Which derivatives are subject to mandatory clearing?
On 10 June 2016, the European Commission made a third mandatory clearing determination under EMIR. The relevant delegated regulation was published in the Official Journal on 20 July 2016, and will extend mandatory clearing to the interest rate swaps (“IRS”) set out in its annex. This includes certain fixed-to-floating interest rate swaps and forward rate agreements denominated in the following currencies:
- Norwegian Krone (NOK);
- Polish Zloty (PLN); and
- Swedish Krona (SEK).
The first mandatory clearing determination introduced the clearing obligation to certain IRS in G-4 currencies, which is being phased in from 21 June 2016. The second extended the obligation to certain credit default swaps, which will be phased in from 9 February 2017 (see our earlier update).
When does the clearing obligation take effect for these IRS?
The obligation to clear these IRS will take effect as follows:
- Category 1 (clearing members for at least one of the classes of OTC IRS subject to clearing): 9 February 2017.
- Category 2 (financial counterparties ("FCs") and alternative investment funds ("AIFs") that exceed a threshold of Euro 8 billion aggregate month-end average outstanding gross notional amount of all non-centrally cleared derivatives for January, February and March 2016 (the "Threshold"1)): 9 August 2017.
- Category 3 (FCs and AIFs that are not clearing members and that do not exceed the Threshold): 9 February 2018.
- Category 4 (non-financial counterparties whose rolling average position over a 30 working day period in OTC derivatives (net of their commercial and treasury financing hedges) exceeds a relevant clearing threshold (known as an NFC+)): 9 August 2019.
Please see our earlier Technical Update for further details on counterparty classification.
Where an IRS is entered into between two counterparties in different categories, the date from which the clearing obligation takes effect for that contract will be the later of the two dates applicable to the counterparties.

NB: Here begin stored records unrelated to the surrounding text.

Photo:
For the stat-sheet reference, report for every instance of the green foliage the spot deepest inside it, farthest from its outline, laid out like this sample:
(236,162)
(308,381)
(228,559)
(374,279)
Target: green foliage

There is a temporary three year reprieve for intra-group derivative transactions between an EU FC and a third country entity which would be an FC if established in the EU, without the need for an equivalence decision by the Commission in respect of the third country (provided that all the other conditions of the intra-group exemption are met). This three year reprieve may be cut short if the Commission subsequently makes an equivalence decision for the third country prior to the end of the three year period.
Consequences of failing to clear
Member States can apply their own rules on penalties for a counterparty breaching the rules in EMIR. The UK Financial Conduct Authority has the power to impose unlimited fines and to issue a public warning.
Margin for non-cleared trades
Although it seems that the phasing in of mandatory clearing is gathering pace, the same momentum has not been displayed in relation to the initial and variation margin requirements for non-cleared derivatives entered into between qualifying counterparties (i.e. FCs and NFC+s) (see our previous update). These rules were expected to be phased in from 1 September 2016, starting with the initial margin requirements for trades between the most active qualifying counterparties.
The Commission is, however, yet to finalise the rules and it now appears that it will not be in a position to do so before the end of 2016, with a view to the initial margin rules being phased in from around the middle of 2017. Other prospective dates, including those for the introduction of the variation margin requirements, are also expected to change, although it is not yet clear what the revised dates will be.
This delay may not signal a reprieve for the largest EU derivatives counterparties, as they may still be caught by rules in other jurisdictions (for example, when they trade with counterparties in the US, as the US margin rules are currently still expected to apply from 1 September 2016).
Looking ahead, in the absence of global "equivalence decisions" or "substituted compliance determinations", there is a risk that derivatives counterparties will be subject to two different margin regimes in relation to the same derivatives contract (for example, when an EU counterparty trades with a US counterparty).
- Where the counterparty is an AIF or a UCITS, the Threshold calculation should only apply at the Fund level.